Stabilisiert wurde das Geschäft der Lebensversicherer somit vor allem durch die betriebliche Altersvorsorge, die 2017 weiter an Bedeutung gewonnen hat. Hier erhöhte sich die Anzahl der Verträge um 1,9 Prozent auf 15,7 Millionen Verträge. Die Anzahl der Direktversicherungsverträge in der bAV hat erstmals die Schwelle von 8 Millionen Verträgen überschritten. Mittlerweile entfallen 17,9 Prozent der Gesamtverträge in der Lebensversicherung auf die betriebliche Altersvorsorge.

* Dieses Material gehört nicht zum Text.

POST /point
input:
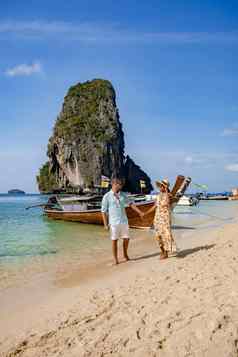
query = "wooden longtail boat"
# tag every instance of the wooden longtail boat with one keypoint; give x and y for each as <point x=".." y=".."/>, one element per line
<point x="85" y="209"/>
<point x="94" y="216"/>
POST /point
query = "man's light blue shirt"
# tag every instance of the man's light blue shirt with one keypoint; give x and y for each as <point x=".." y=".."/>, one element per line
<point x="115" y="208"/>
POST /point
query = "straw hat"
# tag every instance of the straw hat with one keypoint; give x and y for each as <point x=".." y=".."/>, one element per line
<point x="163" y="182"/>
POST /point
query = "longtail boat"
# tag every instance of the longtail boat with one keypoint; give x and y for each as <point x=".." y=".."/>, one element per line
<point x="87" y="209"/>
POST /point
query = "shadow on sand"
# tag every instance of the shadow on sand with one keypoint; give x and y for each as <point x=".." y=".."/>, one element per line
<point x="182" y="227"/>
<point x="185" y="252"/>
<point x="180" y="254"/>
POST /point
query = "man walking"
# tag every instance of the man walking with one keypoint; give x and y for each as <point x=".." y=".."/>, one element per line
<point x="114" y="216"/>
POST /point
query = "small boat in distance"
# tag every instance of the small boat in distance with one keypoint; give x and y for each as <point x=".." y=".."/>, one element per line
<point x="188" y="201"/>
<point x="87" y="208"/>
<point x="16" y="192"/>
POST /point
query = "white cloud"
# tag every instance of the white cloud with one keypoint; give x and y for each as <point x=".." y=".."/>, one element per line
<point x="189" y="159"/>
<point x="24" y="70"/>
<point x="232" y="167"/>
<point x="93" y="32"/>
<point x="230" y="132"/>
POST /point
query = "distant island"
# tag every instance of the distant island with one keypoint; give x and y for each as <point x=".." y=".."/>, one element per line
<point x="16" y="192"/>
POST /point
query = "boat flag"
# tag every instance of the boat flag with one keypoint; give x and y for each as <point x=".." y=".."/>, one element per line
<point x="203" y="187"/>
<point x="142" y="184"/>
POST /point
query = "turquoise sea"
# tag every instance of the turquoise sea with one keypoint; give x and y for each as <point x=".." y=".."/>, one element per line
<point x="29" y="238"/>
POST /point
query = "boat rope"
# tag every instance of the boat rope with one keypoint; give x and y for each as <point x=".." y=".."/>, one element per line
<point x="212" y="216"/>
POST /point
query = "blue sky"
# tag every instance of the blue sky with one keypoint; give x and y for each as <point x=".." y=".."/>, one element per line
<point x="173" y="65"/>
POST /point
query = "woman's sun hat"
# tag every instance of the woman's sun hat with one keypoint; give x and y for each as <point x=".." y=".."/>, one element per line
<point x="163" y="182"/>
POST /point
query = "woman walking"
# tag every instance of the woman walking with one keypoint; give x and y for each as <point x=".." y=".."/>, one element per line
<point x="162" y="220"/>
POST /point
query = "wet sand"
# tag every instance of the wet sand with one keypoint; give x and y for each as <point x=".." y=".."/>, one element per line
<point x="182" y="306"/>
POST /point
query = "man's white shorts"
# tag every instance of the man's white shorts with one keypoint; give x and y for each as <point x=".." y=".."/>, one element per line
<point x="119" y="231"/>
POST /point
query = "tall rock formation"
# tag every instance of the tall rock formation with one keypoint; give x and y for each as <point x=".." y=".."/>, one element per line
<point x="88" y="142"/>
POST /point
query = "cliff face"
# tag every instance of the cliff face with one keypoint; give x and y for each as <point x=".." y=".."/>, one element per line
<point x="87" y="140"/>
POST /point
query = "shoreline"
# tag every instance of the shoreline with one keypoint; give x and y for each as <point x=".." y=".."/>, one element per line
<point x="112" y="296"/>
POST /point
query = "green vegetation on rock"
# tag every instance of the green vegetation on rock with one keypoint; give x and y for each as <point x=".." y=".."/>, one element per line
<point x="46" y="180"/>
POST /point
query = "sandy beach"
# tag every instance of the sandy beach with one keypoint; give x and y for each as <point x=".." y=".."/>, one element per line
<point x="183" y="306"/>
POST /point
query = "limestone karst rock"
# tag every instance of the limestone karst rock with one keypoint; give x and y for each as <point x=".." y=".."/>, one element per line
<point x="88" y="142"/>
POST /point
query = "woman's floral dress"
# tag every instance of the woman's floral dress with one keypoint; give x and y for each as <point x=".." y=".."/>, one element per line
<point x="162" y="223"/>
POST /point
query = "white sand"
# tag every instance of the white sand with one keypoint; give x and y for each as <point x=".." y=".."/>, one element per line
<point x="182" y="306"/>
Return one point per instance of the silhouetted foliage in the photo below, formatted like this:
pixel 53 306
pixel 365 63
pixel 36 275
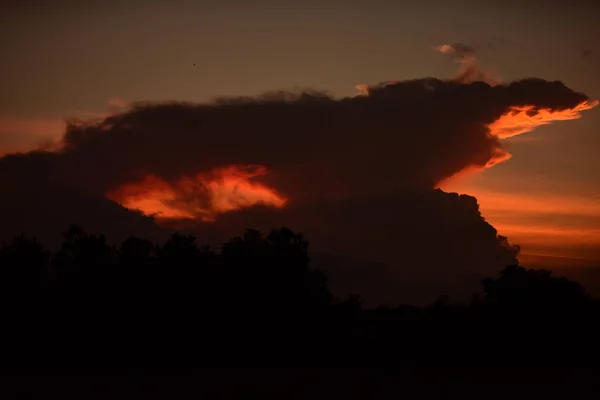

Die Neugeschäftsentwicklung in der bAV bezeichnet GDV-Präsident Dr. Wolfgang Weiler als "sehr erfreulich": Das Einmalbeitragsgeschäft stieg um 21,2 Prozent auf 4,5 Milliarden Euro, das gegen laufenden Beitrag um 2,3 Prozent auf 1,58 Millionen Euro. Umgerechnet auf die in der Versicherungsbranche übliche Maßzahl Annual Premium Equivalent (APE), definiert als die Summe der laufenden Prämien aus Lebensversicherungen plus ein Zehntel der Einmalbeiträge, entspricht dies einem Neugeschäftszuwachs von rund 6,0 Prozent. Mit einem Beitragsvolumen von 19,4 Milliarden Euro macht die bAV mittlerweile 21,3 Prozent an den Beitragseinnahmen der Lebensversicherer aus. Im Jahr 2000 waren dies noch 12,7 Prozent.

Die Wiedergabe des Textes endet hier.